Since a single week of activity covers part of two reporting periods for the COT report, there is a slight disconnect when comparing weeks of market action to changes in COT. However, in the first and second week of market movement since the rally began, one COT reporting period showed a decline of 181,000 contracts in the fund short position. In the week the followed, corn price movement upward slowed down. That paired with a net change in their position by 95,000 contracts. If estimates about their current position are correct, only 50,000 contracts would have been added since the last report. This explains most of last weeks volatile, but sideways trade.

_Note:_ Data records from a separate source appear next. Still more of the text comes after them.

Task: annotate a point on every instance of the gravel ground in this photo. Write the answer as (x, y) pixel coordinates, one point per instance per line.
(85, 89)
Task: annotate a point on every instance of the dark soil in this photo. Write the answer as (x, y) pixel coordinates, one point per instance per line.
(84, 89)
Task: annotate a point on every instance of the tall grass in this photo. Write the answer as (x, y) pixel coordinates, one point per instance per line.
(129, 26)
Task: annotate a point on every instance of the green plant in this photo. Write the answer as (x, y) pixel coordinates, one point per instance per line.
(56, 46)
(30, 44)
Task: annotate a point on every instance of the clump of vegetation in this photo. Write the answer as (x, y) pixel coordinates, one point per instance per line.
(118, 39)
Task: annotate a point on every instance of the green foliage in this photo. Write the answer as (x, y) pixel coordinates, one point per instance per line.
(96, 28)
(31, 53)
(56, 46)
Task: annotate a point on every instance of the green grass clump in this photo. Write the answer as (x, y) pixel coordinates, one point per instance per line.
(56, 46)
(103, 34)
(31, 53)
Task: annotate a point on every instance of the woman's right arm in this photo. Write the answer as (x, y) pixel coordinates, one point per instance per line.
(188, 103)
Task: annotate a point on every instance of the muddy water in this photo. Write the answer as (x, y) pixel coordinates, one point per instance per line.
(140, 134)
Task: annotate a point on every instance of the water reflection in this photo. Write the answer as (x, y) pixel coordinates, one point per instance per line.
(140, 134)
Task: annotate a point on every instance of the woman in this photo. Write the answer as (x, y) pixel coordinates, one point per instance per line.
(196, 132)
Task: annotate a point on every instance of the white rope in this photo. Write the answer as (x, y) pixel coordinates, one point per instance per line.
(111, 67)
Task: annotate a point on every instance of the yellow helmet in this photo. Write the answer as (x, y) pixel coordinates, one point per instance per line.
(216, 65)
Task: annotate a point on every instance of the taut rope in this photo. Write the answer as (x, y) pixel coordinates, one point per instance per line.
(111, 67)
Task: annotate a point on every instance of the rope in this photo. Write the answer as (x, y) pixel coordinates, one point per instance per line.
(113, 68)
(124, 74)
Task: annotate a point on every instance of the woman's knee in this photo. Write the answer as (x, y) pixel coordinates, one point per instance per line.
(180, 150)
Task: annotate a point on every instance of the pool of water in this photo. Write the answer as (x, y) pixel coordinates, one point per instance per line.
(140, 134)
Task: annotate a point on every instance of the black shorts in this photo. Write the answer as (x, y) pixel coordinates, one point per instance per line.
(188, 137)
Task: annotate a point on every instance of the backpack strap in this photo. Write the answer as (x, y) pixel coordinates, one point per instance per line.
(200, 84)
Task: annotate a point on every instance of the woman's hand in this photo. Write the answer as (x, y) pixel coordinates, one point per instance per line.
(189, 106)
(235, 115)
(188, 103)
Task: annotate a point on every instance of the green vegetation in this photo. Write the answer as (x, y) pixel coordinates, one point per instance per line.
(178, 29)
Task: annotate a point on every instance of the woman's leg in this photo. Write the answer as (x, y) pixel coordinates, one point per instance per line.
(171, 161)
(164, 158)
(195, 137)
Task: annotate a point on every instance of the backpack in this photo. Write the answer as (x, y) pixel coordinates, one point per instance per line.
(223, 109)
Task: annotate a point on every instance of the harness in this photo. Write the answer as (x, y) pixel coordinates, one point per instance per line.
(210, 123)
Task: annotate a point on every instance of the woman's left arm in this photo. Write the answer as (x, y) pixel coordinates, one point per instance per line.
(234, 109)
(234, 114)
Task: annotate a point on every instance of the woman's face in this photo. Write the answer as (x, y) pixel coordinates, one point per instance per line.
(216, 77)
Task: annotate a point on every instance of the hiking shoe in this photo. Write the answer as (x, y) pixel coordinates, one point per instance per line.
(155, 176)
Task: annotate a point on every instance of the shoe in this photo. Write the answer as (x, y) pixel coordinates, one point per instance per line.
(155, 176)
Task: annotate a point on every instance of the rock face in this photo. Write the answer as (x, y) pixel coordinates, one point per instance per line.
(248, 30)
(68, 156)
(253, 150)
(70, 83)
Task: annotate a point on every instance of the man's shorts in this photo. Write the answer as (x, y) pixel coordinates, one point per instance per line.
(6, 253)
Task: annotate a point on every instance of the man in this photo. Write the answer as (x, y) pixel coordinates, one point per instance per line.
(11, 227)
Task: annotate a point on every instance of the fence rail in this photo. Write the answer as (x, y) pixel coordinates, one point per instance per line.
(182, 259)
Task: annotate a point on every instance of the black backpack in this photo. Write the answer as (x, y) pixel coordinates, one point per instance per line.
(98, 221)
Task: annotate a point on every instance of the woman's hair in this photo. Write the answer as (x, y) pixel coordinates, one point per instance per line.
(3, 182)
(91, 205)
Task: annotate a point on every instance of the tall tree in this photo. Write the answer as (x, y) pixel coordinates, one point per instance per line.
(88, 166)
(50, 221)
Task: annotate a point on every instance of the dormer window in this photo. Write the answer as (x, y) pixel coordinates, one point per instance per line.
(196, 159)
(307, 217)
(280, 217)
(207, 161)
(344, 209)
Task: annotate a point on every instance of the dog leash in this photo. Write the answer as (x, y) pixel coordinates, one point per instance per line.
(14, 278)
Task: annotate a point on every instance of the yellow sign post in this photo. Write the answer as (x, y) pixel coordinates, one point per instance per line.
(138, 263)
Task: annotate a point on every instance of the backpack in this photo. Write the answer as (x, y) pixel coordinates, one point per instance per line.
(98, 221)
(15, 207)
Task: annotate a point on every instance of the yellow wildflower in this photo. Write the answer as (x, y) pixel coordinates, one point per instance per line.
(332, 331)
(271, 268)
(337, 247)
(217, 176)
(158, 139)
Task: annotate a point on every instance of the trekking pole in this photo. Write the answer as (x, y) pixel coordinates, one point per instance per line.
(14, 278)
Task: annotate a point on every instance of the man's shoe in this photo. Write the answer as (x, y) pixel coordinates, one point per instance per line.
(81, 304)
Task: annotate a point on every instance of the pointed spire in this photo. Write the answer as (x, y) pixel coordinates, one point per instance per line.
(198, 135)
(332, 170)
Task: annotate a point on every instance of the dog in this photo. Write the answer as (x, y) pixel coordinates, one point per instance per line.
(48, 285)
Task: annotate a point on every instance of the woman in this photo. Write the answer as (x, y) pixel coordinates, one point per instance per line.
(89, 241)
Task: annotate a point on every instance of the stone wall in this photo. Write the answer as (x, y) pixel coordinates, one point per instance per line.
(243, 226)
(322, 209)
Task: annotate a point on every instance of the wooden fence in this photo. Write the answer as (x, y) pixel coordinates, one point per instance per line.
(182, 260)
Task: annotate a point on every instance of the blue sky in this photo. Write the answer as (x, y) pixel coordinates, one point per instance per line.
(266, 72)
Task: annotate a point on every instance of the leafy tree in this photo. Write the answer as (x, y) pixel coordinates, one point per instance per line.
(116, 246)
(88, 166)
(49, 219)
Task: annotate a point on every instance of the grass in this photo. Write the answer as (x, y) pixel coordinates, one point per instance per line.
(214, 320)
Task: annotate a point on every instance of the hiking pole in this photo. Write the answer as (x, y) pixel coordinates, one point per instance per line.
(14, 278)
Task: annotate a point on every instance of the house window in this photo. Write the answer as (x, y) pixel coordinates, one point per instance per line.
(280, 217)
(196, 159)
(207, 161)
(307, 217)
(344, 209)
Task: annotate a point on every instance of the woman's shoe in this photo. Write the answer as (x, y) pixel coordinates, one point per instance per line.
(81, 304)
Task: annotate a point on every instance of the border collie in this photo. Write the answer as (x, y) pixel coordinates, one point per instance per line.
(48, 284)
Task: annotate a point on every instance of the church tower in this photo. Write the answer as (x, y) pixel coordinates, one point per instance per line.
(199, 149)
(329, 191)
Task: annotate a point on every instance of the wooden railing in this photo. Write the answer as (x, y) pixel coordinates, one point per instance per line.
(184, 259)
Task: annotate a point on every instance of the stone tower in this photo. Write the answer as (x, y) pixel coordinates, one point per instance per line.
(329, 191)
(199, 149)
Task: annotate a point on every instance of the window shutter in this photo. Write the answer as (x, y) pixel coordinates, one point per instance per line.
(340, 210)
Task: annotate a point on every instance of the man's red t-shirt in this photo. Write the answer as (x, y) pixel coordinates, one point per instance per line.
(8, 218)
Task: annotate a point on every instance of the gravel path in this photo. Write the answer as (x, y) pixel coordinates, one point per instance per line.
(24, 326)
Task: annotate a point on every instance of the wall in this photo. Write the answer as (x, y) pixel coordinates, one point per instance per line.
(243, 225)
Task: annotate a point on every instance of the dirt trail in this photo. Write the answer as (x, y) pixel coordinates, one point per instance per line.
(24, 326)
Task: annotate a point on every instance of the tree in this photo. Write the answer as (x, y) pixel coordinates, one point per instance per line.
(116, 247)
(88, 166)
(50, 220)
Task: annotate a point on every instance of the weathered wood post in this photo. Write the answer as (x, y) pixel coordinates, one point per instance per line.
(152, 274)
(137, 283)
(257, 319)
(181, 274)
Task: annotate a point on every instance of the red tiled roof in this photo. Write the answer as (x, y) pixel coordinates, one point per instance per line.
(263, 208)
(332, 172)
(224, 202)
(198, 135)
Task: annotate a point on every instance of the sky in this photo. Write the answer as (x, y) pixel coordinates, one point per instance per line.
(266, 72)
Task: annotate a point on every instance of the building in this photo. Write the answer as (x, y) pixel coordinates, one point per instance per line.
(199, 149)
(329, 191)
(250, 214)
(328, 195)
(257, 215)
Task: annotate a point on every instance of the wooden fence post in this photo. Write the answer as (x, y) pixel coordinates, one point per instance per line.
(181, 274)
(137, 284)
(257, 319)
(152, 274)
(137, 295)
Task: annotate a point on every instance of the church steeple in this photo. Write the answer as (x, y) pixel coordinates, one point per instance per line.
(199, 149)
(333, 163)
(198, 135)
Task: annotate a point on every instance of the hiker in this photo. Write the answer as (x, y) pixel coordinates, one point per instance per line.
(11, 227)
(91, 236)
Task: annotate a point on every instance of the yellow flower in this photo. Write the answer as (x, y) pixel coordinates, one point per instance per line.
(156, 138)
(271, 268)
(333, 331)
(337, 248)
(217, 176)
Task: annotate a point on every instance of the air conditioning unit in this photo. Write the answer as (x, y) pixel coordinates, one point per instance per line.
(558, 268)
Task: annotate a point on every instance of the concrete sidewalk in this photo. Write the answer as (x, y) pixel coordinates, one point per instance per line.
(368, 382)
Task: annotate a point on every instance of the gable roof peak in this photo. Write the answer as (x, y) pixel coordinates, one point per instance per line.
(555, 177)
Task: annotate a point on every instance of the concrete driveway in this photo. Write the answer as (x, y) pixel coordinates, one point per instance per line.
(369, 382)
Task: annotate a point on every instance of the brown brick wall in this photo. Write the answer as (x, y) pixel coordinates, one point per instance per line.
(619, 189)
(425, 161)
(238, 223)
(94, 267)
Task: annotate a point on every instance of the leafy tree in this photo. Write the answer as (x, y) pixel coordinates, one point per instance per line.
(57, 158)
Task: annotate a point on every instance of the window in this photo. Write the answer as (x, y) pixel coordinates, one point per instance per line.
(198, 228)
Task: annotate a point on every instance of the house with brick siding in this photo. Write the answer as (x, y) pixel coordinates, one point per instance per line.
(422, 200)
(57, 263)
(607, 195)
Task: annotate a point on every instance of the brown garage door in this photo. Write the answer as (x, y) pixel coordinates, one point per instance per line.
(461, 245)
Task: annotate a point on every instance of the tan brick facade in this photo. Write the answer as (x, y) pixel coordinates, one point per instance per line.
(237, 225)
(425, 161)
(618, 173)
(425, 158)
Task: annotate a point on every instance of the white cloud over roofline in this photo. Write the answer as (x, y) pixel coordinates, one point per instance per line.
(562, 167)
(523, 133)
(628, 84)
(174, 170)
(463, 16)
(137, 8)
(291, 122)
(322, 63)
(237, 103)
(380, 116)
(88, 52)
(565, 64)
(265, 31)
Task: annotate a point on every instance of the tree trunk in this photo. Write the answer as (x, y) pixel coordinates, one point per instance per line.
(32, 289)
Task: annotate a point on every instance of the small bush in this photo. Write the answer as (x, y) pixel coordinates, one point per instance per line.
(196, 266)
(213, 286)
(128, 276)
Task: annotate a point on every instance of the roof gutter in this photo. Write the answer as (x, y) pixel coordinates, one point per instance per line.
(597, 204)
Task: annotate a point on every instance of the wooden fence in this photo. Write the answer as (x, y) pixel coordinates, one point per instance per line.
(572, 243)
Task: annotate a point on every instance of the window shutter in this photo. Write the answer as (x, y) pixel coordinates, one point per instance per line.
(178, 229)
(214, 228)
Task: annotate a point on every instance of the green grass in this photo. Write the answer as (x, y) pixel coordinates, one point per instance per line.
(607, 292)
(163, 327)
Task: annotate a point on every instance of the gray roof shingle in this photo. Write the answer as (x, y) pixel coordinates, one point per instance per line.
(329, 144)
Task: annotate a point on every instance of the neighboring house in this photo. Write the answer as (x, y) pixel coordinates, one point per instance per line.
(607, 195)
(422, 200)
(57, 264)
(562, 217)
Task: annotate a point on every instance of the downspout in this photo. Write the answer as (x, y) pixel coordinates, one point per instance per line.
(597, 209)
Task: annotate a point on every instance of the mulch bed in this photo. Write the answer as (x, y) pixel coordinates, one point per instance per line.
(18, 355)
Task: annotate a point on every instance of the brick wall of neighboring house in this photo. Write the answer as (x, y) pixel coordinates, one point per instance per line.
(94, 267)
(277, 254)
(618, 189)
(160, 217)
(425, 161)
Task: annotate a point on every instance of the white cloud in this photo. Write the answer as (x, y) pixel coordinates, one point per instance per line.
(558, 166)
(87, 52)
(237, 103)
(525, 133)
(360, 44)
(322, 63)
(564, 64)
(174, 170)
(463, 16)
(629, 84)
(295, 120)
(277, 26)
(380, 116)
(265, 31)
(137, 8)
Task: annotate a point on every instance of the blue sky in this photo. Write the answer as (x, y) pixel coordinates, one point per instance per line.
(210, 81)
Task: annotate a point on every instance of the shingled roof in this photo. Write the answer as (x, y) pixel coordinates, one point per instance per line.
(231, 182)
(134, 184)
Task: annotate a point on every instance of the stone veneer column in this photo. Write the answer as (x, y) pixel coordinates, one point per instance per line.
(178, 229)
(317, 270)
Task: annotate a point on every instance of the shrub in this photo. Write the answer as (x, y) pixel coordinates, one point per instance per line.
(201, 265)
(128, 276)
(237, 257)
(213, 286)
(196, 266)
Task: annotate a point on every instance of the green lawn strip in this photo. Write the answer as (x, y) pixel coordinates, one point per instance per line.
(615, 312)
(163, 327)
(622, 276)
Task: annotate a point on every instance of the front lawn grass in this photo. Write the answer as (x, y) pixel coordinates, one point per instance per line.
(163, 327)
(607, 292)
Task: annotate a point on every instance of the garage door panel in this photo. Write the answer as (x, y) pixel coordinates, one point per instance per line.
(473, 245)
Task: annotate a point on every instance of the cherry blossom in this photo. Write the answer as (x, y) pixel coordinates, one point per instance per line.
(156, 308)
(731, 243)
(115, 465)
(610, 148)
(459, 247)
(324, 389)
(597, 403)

If they should move back toward a typical long position (100,000-200,000 greater than their current position), their zeal to obtain that benchmark will help to determine the market's capacity to move higher. Its not just about whether they do it, its also about how fast they do it. That in mind, producers are encouraged to still consider the opportunity before them. Contact us to sort through strategies prudent and appropriate to your operation.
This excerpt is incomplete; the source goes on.